A l’âge de 10 ans, je vivais à Douala, ville du littoral camerounais, « ville fantôme ». Les rues étaient désertes, de sorte que mes parents me gardaient à la maison. La police patrouillait les rues, mais personne ne se sentait en sécurité. L’économie et l’infrastructure du Cameroun frisaient la ruine suite aux élections présidentielles controversées de 1992. Des partis politiques luttaient les uns contre les autres pour la conquête du pouvoir tout en mettant en question la nouvelle démocratie mise en place. A cela s’ajoutait une tension constante au sujet de l’intégration de deux Etats séparés : la République francophone du Cameroun et le groupe anglophone plus petit appelé Cameroun du Sud. Je vivais dans une zone francophone, mais j’étais originaire du Cameroun du Sud. C’est pourquoi une grande partie de ma vie a été marquée par un combat incessant pour habiter mon identité.

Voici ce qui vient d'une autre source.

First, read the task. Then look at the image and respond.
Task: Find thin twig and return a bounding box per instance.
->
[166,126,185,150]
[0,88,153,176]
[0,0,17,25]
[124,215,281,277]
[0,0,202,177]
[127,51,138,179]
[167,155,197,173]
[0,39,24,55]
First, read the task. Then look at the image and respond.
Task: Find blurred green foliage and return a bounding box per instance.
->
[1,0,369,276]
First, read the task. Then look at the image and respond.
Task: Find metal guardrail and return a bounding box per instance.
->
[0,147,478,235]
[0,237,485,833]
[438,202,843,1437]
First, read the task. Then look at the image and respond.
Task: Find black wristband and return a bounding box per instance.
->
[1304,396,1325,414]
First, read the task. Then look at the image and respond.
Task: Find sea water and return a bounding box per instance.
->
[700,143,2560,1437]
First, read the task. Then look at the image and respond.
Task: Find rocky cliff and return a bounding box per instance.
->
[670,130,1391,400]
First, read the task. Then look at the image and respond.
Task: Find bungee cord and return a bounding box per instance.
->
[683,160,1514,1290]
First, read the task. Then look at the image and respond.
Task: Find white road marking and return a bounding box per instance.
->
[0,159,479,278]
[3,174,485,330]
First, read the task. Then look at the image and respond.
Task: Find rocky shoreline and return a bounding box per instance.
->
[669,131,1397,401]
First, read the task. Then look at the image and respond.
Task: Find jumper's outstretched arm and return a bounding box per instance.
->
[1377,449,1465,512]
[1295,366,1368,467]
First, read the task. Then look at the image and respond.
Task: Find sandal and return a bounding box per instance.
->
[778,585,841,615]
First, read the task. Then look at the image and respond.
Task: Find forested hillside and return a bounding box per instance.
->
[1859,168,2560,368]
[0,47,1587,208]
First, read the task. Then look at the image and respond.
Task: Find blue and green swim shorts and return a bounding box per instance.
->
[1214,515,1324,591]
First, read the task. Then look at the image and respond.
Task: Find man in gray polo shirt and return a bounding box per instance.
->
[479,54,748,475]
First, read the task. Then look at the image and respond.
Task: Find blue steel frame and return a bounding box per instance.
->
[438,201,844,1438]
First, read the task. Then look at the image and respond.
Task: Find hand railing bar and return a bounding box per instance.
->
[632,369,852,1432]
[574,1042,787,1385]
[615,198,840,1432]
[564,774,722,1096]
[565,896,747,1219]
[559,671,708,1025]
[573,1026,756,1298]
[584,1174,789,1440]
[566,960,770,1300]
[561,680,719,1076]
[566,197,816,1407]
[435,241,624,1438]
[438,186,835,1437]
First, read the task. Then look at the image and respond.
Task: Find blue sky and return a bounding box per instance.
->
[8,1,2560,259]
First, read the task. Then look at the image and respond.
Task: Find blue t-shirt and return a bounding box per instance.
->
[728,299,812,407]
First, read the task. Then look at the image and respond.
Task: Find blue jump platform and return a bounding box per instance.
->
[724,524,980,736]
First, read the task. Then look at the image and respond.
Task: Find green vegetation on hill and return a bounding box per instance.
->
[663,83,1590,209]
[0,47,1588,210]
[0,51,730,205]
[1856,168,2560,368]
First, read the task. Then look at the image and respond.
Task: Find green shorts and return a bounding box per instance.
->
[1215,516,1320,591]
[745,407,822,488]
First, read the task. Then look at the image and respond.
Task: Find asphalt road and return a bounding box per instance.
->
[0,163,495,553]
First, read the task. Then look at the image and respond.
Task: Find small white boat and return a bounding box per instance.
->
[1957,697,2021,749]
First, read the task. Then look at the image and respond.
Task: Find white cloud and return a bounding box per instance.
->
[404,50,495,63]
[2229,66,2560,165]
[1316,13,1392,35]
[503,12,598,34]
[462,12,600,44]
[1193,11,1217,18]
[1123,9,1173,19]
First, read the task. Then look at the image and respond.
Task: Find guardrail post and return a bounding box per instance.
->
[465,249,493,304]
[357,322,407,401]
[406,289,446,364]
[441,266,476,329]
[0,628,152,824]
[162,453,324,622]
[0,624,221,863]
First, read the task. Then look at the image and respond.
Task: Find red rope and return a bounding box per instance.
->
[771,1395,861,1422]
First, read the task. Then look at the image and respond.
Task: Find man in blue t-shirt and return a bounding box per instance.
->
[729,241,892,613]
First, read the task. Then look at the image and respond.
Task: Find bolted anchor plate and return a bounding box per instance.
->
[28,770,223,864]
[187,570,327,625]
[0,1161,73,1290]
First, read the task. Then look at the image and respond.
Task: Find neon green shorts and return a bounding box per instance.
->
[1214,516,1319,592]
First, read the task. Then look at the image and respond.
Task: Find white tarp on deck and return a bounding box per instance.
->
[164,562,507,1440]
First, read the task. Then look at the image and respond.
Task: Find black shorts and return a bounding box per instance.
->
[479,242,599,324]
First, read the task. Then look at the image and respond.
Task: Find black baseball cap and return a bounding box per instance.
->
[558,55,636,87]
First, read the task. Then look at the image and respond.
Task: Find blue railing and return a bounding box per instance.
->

Ma passion pour le maintien de la paix s’est déclarée le 1er octobre 2003. Je participais à une manifestation pacifique pour célébrer la journée de l’indépendance du Cameroun du Sud à Bamenda. Cette journée a mal tourné avec la dispersion et l’incarcération des manifestants par la police. J’ai été une malheureuse victime de cette altercation, pénible tragédie qui a transformé ma façon de voir le système politique du Cameroun. A l’âge de 21 ans, je suis devenu un activiste pacifique.
J’ai adhéré à ‘Campus for peace’ peu après et j’ai travaillé comme agent bénévole de Paix et droits de l’homme tout en poursuivant mes études de licence à l’université de Yaoundé. En classe, nous avons discuté d’épisodes troublants de violence civile dans des pays voisins d’Afrique. Le Tchad, la République centrafricaine, la République démocratique du Congo et le Burundi enregistraient un nombre important de victimes civiles et nous voyions affluer des réfugiés au Cameroun. Cela m’a conduit à me poser des questions sur la racine du problème et c’est ce qui m’a fait décider de prendre pour sujets majeurs d’études les relations internationales et l’histoire, avec focalisation sur la paix et le règlement des conflits.
En dehors de mes études, je me suis porté volontaire comme consultant en droits de l’homme pour l’initiative Caretakers de la Journée de l’enfant africain. Le 15 juin 2009, j’ai contribué à l’organisation d’une formation aux droits de l’homme pour plus de 200 enfants âgés de cinq à douze ans. Nos séances avaient lieu dans un parc local de Yaoundé, Bois Ste Anastasie. Au cours d’une séance, j’ai séparé les enfants en groupes de 45 et je leur ai demandé de créer des images représentant les droits auxquels ils attachaient le plus grand prix. Il était exaltant de voir la créativité et l’imagination à l’œuvre dans ces jeunes Camerounais. Ils ont emporté les dessins chez eux et dans leur école, suscitant par leurs images quelques remous dans la communauté.
J’ai quitté le Cameroun en 2009 pour commencer un stage auprès du Département des opérations de maintien de la paix aux Nations Unies. La mission de ce département est de planifier, préparer, gérer et diriger les opérations de maintien de la paix afin qu’elles puissent remplir leur mandat sous l’autorité du Conseil de sécurité. Le département travaille à intégrer les efforts des Nations Unies ainsi que des organisations gouvernementales et non gouvernementales dans le cadre des opérations de maintien de la paix.
Je fais mon stage avec la Division Afrique II sur le conflit du Burundi. Mon équipe est petite – rien que quatre personnes, y compris moi-même, de sorte que mon travail a beaucoup d’impact. J’en retire une très grande satisfaction. On m’invite à des réunions de cellules de réflexion politique sur la région des Grands Lacs d’Afrique et j’y ai voix au chapitre.
Mes principales attributions comprennent le suivi direct du conflit au Burundi et l’analyse des rapports du terrain sur l’évolution du processus de paix, les élections, les droits de l’homme et le désarmement, la démobilisation et la réintégration. Je fais la synthèse de cette information dans des rapports hebdomadaires au Secrétaire général. Je suis de près aussi les sujets de préoccupation. Si quelque chose paraît troublant, je prépare un article sur les risques ou les complications possibles d’un événement donné tout en proposant des recommandations.
Mon stage est une expérience que l’on ne peut pas quantifier. J’aime la recherche, le travail de terrain et la participation à des débats générateurs de changement. Cela fait partie de mon lot quotidien. Pour l’avenir, j’espère continuer à travailler au maintien de la paix avec les Nations Unies tout en me préparant à une carrière comme spécialiste ou consultant en règlement des conflits et en gestion.